Von einem Vergleich sind wir meilenweit entfernt. Der Ehemann meint, keinen Ausgleich zahlen zu müssen. Nach meinen vorsichtigen (und vorläufigen) Schätzungen beläuft sich der Zugewinnausgleich auf einen deutlich 6-stelligen Betrag zahlen. Die Vorstellungen der Parteien weichen derart voneinander ab, daß es derzeit keinen Sinn macht, weitere Vergleichsverhandlungen zu führen.

Taschenspielertricks sei Dank.

Bleibt nur noch das Gericht.

Das Gericht muß auf der Grundlage von Fakten entscheiden. Dazu bedarf es einer vollständigen Auskunft des Ehemannes. Und dann bedarf es einiger Wertgutachten zu diversen Immobilien. Die kosten. Und die dauern.

Es ist noch ein weiter Weg…

4 Kommentare zu „Trick 17 mit Selbstüberlistung

    1. Lieber Roger Wilco,

      ich gewinne als Anwalt nicht bei einer Scheidung, ich arbeite bei einer Scheidung. Und dafür bekomme ich Geld. Die Bezahlung hat den Vorteil, daß ich diese Tätigkeit dauerhaft ausüben kann.
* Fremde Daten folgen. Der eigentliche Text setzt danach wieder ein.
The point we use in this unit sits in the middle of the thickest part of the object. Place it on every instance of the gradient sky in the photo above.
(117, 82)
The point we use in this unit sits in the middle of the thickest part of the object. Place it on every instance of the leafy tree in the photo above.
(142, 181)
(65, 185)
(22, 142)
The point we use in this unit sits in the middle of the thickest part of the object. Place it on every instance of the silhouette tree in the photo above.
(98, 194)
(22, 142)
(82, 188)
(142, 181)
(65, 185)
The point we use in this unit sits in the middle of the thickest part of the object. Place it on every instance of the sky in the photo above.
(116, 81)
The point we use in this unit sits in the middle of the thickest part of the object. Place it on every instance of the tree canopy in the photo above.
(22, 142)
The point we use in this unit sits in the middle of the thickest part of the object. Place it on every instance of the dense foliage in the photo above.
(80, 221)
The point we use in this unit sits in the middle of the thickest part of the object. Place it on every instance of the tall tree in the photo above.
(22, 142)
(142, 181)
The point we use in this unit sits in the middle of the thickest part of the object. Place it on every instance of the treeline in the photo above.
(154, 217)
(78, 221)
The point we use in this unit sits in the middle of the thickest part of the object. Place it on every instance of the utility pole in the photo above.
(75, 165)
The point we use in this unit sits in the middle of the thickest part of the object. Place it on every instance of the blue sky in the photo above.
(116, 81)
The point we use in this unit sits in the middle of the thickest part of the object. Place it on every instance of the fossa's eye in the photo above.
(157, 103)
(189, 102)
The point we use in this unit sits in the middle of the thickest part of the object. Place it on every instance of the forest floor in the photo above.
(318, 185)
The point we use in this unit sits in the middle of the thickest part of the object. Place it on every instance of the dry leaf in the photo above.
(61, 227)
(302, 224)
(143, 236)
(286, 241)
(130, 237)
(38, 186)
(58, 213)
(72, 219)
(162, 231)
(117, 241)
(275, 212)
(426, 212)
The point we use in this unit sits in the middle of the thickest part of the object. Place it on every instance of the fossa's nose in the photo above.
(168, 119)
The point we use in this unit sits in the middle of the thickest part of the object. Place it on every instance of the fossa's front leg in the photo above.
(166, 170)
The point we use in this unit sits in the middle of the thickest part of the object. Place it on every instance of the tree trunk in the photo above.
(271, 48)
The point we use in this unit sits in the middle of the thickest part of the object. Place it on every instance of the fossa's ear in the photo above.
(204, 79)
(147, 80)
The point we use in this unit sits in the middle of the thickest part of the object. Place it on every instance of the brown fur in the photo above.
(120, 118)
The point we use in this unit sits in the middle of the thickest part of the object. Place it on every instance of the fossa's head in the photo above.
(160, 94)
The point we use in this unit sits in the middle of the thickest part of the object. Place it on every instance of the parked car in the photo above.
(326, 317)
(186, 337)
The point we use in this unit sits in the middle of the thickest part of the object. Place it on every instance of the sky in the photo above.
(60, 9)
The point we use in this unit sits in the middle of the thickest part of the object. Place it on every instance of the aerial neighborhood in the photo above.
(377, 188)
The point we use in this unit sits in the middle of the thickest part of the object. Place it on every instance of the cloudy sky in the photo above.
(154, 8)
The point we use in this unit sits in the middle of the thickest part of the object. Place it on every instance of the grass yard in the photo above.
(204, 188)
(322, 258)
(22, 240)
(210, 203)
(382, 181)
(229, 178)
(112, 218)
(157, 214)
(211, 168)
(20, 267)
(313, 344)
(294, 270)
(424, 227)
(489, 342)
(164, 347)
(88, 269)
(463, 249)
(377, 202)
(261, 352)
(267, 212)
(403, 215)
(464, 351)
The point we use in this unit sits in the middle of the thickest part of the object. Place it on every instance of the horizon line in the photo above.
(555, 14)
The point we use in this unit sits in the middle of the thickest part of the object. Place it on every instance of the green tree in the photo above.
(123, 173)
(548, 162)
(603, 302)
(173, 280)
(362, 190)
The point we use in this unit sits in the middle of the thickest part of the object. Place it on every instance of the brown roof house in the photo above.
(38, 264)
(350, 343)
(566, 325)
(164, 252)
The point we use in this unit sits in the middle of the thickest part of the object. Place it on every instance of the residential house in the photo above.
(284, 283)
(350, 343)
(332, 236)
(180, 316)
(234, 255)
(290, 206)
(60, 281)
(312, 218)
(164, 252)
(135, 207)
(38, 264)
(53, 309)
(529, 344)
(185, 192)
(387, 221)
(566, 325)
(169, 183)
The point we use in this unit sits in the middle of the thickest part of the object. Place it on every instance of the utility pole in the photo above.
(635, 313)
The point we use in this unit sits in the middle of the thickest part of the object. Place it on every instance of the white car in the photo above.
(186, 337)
Das ist bei den meisten Berufen so, denke ich.

      Mein Honorar richtet sich nach dem Gegenstandswert (Ausnahme: Vergütungsvereinbarung mit Stundenhonorar). Ich verdiene nicht mehr, wenn die Eheleute sich heftig streiten. Mein Honorar bleibt das gleiche. Nur die Arbeit für mich nimmt deutlich zu.

      Wir Anwälte machen bei einer Scheidung nichts kaputt, wir helfen nur, hinterher aufzuräumen.

      Ich gewinne nicht bei einer Scheidung. Und ich verliere nicht. Ich helfe meinen Mandanten.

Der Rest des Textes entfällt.